Do sub-stochastic matrices reduce the 1-norm of vectors?

Question

It is well-known that "stochastic matrices preserve the 1-norm of vectors, $||\mathbf{A}\vec{v}||_1=||\vec{v}||_1$". I am thus wondering whether sub-stochastic matrices (a square matrix $\mathbf{Q}$ with nonnegative entries so that every row adds up to at most 1) reduce instead the 1-norm of a vector, $||\mathbf{Q}\vec{v}||_1\leq ||\vec{v}||_1$...is there a proof of this, and under which conditions? This should be a well-known fact (or at least easy to disprove), but I have so far failed. Many thanks.

Answer 1

Suppose $Q \in \mathbb{R}^{n\times n}$ and $v\in\mathbb{R}^n$ have non-negative entries.

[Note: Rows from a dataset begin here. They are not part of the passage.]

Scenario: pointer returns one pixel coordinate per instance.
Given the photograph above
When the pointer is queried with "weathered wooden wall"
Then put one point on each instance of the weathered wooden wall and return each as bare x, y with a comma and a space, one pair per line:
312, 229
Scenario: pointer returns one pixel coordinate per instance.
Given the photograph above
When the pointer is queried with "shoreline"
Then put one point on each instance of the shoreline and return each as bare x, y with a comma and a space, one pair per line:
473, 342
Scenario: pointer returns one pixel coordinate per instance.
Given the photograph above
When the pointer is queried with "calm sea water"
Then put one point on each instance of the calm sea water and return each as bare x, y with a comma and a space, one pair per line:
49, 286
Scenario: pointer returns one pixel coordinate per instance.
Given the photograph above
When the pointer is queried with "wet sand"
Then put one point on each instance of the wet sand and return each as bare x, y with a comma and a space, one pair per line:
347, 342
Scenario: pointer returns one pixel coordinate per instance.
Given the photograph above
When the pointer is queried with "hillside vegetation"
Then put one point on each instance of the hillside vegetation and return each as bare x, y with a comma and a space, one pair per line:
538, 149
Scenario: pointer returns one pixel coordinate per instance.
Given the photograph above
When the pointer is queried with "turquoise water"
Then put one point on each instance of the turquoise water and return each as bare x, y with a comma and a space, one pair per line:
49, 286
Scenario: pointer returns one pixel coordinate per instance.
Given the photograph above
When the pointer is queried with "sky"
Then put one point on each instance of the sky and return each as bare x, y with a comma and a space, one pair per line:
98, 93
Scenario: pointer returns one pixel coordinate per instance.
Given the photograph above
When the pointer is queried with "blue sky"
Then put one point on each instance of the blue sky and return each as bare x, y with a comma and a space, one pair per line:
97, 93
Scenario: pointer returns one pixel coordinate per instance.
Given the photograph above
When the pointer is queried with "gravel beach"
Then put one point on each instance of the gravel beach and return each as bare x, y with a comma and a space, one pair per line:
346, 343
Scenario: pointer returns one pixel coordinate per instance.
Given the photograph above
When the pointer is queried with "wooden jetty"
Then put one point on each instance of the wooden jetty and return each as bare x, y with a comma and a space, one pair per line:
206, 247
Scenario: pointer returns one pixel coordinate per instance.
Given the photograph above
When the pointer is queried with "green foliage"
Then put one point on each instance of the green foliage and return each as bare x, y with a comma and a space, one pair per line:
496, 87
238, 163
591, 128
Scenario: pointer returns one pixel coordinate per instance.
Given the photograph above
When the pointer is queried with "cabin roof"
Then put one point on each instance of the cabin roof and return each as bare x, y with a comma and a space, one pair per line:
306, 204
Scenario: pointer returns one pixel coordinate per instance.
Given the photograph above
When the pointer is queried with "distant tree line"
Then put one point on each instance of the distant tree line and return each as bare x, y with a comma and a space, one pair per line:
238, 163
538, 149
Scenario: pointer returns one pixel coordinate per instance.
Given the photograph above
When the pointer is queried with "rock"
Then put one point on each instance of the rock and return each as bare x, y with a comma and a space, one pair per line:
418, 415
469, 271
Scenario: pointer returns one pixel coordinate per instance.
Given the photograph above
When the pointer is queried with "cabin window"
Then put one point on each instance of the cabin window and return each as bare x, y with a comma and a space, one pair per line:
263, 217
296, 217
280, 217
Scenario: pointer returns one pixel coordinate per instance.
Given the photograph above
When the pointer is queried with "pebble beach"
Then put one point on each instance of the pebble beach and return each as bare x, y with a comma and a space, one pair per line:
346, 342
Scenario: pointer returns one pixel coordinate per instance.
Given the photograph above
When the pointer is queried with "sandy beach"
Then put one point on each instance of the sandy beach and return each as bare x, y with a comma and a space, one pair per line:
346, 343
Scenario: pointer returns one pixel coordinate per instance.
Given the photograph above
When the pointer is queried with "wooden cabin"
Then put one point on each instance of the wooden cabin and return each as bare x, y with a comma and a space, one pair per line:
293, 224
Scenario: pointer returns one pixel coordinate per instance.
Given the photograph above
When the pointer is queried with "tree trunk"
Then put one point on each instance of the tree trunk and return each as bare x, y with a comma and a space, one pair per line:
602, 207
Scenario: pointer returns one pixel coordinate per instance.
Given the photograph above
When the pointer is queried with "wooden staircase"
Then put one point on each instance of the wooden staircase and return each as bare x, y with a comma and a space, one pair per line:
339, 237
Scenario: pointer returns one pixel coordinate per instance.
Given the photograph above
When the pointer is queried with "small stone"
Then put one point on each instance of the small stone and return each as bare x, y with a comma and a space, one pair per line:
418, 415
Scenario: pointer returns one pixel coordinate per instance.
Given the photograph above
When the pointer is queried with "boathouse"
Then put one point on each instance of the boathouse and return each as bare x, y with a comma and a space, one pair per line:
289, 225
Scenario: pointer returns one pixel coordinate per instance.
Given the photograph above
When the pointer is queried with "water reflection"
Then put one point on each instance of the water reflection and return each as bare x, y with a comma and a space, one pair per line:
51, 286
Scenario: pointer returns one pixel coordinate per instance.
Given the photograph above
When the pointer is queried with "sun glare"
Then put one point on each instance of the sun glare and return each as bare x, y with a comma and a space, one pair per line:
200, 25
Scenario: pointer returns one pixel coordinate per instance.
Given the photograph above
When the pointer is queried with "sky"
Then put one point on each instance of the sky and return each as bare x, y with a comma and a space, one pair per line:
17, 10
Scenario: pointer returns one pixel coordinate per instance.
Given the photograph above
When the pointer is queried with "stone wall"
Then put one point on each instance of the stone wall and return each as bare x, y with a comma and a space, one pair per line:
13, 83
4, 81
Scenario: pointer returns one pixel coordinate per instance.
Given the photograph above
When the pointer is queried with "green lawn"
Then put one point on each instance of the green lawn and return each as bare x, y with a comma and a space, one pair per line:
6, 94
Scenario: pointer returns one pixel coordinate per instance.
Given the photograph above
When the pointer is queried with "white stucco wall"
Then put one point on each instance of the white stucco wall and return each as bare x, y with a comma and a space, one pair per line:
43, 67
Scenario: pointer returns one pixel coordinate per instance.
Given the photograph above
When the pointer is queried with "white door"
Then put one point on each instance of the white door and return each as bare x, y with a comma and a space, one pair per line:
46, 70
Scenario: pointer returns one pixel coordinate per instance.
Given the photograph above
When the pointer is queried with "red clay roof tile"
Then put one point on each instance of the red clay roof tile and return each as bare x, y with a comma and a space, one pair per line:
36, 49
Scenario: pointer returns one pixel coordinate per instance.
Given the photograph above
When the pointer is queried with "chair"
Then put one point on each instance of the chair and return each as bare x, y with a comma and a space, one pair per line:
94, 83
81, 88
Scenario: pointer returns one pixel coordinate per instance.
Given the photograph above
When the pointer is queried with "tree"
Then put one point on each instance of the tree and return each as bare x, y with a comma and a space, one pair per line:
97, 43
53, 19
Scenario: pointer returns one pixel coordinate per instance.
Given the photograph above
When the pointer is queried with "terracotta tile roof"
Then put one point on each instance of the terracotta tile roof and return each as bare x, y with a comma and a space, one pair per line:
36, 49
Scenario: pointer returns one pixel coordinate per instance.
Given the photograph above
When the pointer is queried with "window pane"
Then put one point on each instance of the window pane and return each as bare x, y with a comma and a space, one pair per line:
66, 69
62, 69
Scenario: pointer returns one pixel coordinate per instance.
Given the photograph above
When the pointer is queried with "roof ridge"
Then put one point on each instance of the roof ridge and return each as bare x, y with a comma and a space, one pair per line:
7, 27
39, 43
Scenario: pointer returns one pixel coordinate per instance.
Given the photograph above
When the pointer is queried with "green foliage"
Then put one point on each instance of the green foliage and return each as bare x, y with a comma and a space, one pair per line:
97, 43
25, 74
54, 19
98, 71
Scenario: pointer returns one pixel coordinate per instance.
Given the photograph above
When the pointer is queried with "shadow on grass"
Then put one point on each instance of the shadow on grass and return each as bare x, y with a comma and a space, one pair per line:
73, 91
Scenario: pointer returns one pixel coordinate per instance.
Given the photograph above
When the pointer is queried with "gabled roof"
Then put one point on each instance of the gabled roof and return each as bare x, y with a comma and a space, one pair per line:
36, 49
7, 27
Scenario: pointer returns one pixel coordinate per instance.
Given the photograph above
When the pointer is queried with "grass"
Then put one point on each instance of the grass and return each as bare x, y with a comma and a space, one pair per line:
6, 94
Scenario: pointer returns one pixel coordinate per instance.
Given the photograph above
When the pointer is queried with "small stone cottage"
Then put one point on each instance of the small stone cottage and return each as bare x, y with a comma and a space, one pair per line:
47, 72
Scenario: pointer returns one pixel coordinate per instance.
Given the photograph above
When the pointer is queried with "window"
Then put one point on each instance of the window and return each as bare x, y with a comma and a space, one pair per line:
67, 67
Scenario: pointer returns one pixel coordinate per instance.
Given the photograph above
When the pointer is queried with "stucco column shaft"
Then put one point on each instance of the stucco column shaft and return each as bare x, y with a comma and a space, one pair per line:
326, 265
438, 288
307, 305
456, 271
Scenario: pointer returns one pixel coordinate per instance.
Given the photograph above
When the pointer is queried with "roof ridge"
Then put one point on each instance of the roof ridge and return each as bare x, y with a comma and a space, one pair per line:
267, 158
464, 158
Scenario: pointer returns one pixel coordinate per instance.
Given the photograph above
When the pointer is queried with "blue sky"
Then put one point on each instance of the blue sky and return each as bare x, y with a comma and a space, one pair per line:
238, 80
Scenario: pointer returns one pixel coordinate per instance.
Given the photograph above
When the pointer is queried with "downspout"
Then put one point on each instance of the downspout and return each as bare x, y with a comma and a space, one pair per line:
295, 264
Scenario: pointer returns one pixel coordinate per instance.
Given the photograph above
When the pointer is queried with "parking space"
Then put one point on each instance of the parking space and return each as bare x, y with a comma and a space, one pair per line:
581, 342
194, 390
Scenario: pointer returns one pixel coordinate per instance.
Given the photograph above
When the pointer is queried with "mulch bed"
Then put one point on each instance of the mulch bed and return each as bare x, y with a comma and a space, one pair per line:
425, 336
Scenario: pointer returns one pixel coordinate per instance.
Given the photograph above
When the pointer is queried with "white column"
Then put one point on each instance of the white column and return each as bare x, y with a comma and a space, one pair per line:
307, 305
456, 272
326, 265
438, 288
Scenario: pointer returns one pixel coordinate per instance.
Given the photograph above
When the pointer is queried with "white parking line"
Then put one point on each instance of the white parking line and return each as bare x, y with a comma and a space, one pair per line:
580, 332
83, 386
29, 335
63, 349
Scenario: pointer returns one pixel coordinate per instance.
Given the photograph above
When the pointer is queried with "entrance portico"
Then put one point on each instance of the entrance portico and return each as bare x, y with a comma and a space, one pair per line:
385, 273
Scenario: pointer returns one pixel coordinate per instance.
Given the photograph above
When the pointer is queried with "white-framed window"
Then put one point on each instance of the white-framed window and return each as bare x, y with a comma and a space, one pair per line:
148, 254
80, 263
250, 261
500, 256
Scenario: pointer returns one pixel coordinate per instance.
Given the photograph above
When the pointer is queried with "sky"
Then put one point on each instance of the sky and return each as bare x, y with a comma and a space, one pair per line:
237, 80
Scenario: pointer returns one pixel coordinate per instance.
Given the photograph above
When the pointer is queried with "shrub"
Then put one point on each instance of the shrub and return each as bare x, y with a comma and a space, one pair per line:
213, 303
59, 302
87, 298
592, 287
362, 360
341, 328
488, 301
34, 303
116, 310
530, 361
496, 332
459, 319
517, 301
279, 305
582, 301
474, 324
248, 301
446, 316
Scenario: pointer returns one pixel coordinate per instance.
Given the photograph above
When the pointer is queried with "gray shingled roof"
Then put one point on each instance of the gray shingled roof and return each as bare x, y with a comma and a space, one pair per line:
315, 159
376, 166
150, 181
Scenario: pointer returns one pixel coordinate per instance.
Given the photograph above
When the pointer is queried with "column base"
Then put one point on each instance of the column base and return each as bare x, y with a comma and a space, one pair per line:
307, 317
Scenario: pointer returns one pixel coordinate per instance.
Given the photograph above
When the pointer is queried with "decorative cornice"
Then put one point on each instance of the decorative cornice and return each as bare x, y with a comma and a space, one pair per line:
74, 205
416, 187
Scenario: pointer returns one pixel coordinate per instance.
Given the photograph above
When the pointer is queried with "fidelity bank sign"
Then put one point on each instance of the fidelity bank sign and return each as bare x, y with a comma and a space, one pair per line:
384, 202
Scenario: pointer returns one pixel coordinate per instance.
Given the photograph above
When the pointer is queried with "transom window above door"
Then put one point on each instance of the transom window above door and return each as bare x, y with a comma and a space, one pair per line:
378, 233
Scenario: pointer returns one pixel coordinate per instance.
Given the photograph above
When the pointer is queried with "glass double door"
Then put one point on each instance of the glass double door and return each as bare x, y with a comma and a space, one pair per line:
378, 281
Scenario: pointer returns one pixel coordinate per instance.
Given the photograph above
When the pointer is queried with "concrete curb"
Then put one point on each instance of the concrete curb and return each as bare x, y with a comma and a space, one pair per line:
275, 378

Observe, $$ Qv = \begin{bmatrix} Q_{1,1}v_1 + Q_{1,2}v_2 + \cdots Q_{1,n}v_n \\ Q_{2,1}v_1 + Q_{2,2}v_2 + \cdots Q_{2,n}v_n \\ \vdots \\ Q_{n,1}v_1 + Q_{n,2}v_2 + \cdots Q_{n,n}v_n \\ \end{bmatrix} $$

Then, using the assumption that $Q_{i,j} v_j \geq 0$, $$ \| Qv \|_1 = \sum_{i} \left| \sum_j Q_{i,j} v_j \right| = \sum_{i} \sum_j Q_{i,j} v_j = \sum_j \left[ v_j \sum_{i} Q_{i,j} \right] $$ Therefore, if the columns of $Q$ sum to 1, then $\| Q v \|_1 = \|v\|_1$.

If the columns of $Q$ sum to something less than 1 (what you're asking about), what does this tell you about how this new sum compares to the sum if the columns of $Q$ summed to 1?